A Bleak Future of Commercial Real Estate
Bangalore: The commercial real estate market is standing on a soft ground as the absorption rate for office space in Indian metros is dropping drastically. Due to volatile economic condition, the absorption of office space is dropping 12 percent quarter-on-quarters in the metro cities, in the period of January-March 2012, reports Sobia Khan & Lison Joseph, ET Bureau.
Whereas, in the current year 2012, the absorption rate of office space is likely to drop by 10-15 percent, because of less demand from the information technology (IT/ITES) sector. Due to tight IT budgets and increased costs, the demand from IT/ITES sector is dropping constantly, currently the demand from these sectors has fallen down to 35 percent from a peak of 68 percent in 2005.
Rohit Kumar, head of research, DTZ India, a real estate consultancy firm stated that "Things are not as rosy as they were in 2010. Most corporates are adopting a 'wait-and-watch' policy. The majority of demand in the first half of 2012 was spillover of work-in-progress deals from 2011. The demand thereafter will be influenced by the Indian economic performance and outlook of global markets," reports Economic Times.
According to a recent report by DTZ India, “Total commercial office space absorption for Q1 of this year was 7.4 million square feet, representing a decrease of 12 percent q-o-q and 15 percent y-o-y. Vacancies across cities are expected to rise in 2013, except Bangalore."
Surprisingly, the demand for Grade A office space mainly comes from U.S and European Union, which contributes a larger amount in the country’s commercial real estate market. Infact, U.S. based firms are the major clients for office space across the country contributing 48 percent of the total office space. However, on the contrary Indian tech giants like Infosys and Wipro have been weak players in the commercial real estate market.
According to Sridhar Raghavendra, founder of FM Zone India, a real estate and facility management firm representing IT/ITes firms, said that "There has been no escalation in realty budget as companies look to reduce operating costs. IT/ITES firms have reduced their real estate budget by 5-8 percent this year as they wait for renewal of contract from clients before they can take on additional floor space," reports Economic Times.
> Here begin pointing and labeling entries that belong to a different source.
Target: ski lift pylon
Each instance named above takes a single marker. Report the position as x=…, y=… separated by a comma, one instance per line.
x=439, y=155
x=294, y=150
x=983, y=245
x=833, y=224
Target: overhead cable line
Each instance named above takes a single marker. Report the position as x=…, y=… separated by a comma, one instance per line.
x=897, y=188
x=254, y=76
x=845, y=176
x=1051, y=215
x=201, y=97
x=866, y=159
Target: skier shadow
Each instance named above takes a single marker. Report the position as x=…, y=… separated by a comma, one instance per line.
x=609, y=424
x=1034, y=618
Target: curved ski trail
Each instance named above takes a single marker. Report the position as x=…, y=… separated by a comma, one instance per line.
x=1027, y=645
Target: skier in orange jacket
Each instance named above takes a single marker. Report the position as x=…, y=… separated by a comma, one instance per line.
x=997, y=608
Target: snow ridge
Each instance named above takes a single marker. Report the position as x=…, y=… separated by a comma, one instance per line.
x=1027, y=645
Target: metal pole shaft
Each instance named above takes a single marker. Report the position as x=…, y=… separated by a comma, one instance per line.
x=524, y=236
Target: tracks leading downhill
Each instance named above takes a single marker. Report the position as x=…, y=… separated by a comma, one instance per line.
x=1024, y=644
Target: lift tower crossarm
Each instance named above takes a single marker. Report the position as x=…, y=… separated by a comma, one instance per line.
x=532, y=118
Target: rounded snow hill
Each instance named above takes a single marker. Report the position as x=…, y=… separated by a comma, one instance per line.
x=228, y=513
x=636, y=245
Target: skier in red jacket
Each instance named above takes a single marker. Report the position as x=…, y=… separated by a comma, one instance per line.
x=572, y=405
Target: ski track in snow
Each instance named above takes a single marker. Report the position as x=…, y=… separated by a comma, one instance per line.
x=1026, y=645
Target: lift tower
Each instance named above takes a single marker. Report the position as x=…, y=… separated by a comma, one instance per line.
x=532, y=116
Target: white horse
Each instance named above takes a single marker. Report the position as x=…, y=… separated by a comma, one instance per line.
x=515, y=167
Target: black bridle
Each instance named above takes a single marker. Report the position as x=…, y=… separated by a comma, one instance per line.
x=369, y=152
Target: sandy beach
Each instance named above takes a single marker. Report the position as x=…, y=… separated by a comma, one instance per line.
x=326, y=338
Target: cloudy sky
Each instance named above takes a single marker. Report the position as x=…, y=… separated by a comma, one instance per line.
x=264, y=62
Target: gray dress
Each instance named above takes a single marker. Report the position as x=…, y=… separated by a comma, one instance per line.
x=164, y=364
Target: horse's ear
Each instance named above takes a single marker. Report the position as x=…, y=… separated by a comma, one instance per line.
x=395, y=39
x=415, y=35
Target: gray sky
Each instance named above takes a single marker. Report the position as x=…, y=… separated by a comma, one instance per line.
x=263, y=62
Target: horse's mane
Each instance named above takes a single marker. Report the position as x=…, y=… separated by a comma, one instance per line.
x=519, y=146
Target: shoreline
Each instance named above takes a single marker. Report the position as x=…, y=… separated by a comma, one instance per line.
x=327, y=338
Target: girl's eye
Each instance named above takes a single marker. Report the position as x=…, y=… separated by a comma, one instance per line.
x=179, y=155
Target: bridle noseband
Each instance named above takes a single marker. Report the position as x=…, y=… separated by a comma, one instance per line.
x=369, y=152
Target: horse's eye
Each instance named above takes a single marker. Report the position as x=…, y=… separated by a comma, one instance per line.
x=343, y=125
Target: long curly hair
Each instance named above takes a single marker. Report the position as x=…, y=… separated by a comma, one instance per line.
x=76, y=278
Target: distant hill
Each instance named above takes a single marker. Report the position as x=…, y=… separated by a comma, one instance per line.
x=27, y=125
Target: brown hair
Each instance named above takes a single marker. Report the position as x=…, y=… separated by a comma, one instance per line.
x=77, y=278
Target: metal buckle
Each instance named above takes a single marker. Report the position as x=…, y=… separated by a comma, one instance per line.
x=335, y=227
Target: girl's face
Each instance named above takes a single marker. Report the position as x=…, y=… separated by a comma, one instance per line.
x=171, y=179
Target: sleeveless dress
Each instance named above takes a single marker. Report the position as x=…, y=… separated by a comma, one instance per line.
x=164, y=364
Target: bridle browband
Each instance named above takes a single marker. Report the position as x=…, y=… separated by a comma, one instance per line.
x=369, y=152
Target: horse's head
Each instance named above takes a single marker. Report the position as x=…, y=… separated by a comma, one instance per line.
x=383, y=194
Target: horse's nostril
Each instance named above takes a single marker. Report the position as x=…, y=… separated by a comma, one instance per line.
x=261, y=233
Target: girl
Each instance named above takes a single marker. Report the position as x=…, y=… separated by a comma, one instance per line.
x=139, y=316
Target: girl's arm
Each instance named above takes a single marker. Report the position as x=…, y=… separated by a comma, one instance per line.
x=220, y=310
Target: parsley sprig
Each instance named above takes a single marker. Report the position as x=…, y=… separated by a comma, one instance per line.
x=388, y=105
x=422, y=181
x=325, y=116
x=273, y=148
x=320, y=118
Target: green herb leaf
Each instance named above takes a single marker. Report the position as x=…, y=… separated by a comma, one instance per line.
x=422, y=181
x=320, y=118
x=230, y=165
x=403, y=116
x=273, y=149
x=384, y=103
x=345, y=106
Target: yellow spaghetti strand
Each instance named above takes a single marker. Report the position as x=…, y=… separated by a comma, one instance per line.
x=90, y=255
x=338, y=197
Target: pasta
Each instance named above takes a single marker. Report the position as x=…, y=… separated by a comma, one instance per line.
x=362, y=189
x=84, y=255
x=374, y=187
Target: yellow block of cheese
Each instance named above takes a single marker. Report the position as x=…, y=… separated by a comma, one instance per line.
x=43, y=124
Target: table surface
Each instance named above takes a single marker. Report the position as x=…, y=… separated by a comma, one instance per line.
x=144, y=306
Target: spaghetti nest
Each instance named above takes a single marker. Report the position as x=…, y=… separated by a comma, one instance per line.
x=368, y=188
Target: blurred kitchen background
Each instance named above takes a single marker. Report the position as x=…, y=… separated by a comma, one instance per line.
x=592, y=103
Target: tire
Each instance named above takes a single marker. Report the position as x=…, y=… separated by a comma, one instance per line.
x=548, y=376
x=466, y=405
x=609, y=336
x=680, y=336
Some prominent companies are seeking to acquire large space but waiting to sign deals. These companies are Intel (120,000 sq ft), Juniper Networks (500,000-700,000 sq ft), Cyprus (200,000), Eurospace (300,000-500,000 sq ft) and Volvo (700,000 sq ft).
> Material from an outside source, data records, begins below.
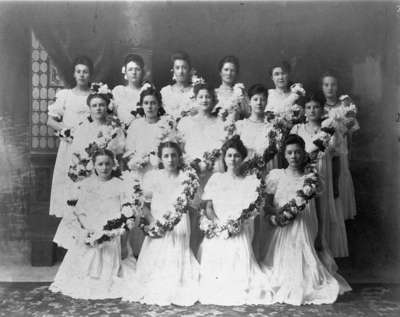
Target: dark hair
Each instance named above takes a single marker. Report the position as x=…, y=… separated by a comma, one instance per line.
x=236, y=143
x=257, y=89
x=283, y=64
x=168, y=144
x=316, y=97
x=181, y=55
x=97, y=95
x=151, y=91
x=101, y=152
x=229, y=59
x=134, y=58
x=329, y=73
x=83, y=60
x=210, y=90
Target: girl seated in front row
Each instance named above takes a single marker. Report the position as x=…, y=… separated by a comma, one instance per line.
x=297, y=274
x=92, y=271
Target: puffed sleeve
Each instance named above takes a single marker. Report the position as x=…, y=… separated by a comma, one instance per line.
x=272, y=180
x=149, y=183
x=57, y=108
x=211, y=188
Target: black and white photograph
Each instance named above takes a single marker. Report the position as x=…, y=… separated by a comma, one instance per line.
x=200, y=158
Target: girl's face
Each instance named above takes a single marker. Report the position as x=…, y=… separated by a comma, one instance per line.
x=98, y=108
x=170, y=158
x=294, y=155
x=329, y=86
x=313, y=111
x=280, y=77
x=181, y=71
x=233, y=159
x=134, y=73
x=204, y=99
x=150, y=106
x=228, y=73
x=103, y=166
x=81, y=75
x=258, y=103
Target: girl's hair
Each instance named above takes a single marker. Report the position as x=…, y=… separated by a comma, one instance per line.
x=181, y=55
x=169, y=144
x=134, y=58
x=284, y=65
x=235, y=143
x=105, y=97
x=151, y=91
x=257, y=89
x=296, y=139
x=229, y=59
x=83, y=60
x=316, y=97
x=329, y=73
x=210, y=90
x=102, y=152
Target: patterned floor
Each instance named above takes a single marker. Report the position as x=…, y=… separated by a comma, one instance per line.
x=33, y=299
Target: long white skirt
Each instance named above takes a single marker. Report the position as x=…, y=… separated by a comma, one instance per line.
x=297, y=274
x=166, y=271
x=90, y=272
x=229, y=273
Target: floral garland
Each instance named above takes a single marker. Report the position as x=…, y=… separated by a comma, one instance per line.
x=232, y=227
x=167, y=126
x=115, y=227
x=287, y=213
x=170, y=219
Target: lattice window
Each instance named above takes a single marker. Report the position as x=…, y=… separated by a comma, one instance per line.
x=45, y=84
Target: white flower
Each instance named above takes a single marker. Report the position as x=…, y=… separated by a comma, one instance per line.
x=308, y=190
x=300, y=201
x=127, y=211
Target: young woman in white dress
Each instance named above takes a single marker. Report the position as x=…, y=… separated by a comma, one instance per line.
x=94, y=128
x=343, y=181
x=202, y=133
x=64, y=115
x=177, y=97
x=126, y=97
x=281, y=98
x=143, y=137
x=92, y=271
x=297, y=275
x=333, y=226
x=167, y=271
x=253, y=132
x=229, y=272
x=234, y=100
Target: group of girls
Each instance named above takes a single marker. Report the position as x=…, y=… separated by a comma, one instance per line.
x=156, y=137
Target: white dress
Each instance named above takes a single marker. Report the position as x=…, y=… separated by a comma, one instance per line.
x=332, y=215
x=229, y=272
x=254, y=137
x=298, y=275
x=346, y=188
x=126, y=100
x=279, y=103
x=226, y=99
x=176, y=101
x=72, y=109
x=166, y=271
x=201, y=134
x=92, y=272
x=85, y=133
Naveen Nandwani, director of property consulting firm Cushman & Wakefield at Bangalore quoted that "There are some larger commercial space requirements floating in the market, but no deals have concluded so far. Decision making by corporates have slowed down since fourth quarter of last year. Companies are also staggering occupancy time line and do not want to occupy large space at one go."